Yetmişine merdiven dayayan PELİNSU HANIM daha uzun yaşayabilmek için, yaşam tarzını tamamen değiştirmeye karar verir. Sıkı bir diyete başlar, koşar, yüzer ve güneşlenir. Üç ay içinde on kilo verir. Göbeği on santim daralırken göğüs kafesi beş santim genişler. İyice dinçleşen ve bronzlaşan PELİNSU HANIM başarısını yepyeni bir saç modeliyle taçlandırmaya karar verir. Yeni saç modeliyle kuaförden çıkıp karşıdan karşıya geçerken bir seçim otobüsünün altında kalır. Son nefesini verirken, “Tanrım” diye haykırır: Nasıl yapabildin bunu bana?
Azrailden yanıt gelir: Valla kusura bakma PELİNSU, tanıyamadım seni!

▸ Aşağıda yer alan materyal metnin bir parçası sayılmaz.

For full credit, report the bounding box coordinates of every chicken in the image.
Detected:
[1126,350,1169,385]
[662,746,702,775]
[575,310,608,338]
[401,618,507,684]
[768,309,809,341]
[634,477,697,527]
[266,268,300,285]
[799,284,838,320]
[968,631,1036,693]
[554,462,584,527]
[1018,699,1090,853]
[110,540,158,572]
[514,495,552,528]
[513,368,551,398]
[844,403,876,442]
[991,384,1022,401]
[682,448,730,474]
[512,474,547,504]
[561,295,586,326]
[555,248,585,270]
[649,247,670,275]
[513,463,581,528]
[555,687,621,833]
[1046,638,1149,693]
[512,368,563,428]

Seçim sonuçlarını konuşmak ve partinin durumunu değerlendirmek için, akp Kızılcahamam da toplandı. Fabrika ayarlarımıza dönmemiz gerekiyor diye yorumladı seçimleri. Tepeden yaklaşımın, her şeyin en doğrusunu ben bilirim yaklaşımının bir başka versiyonu aslında! Gelinen noktadan geriye gidip, daha önce takılan maskeyi hala halkın görmeyeceğini zanneden siyasi anlayış, fabrika ayarlarına dönmek değil, siyasi ali Cengiz oyunudur. Şans ve sınırsız güç verildiğinde neler yapacağını uygulama ve söylemleri ile kanıtlayanları halk görünce, artık geriye gidişin önüne geçmek zordur. Ne yaparsan yap, fabrika ayarlarına dönsen dahi önceki halin akıllarda silinmez virüs gibi kalacaktır. Sonraki halin, önceki halini alt etmiştir de farkında değilsin! PELİNSU HANIM gibi makyaj yaparsın belki, ama realitenin yerini, asla kendini kandırmaların almayacağını bilmen şart!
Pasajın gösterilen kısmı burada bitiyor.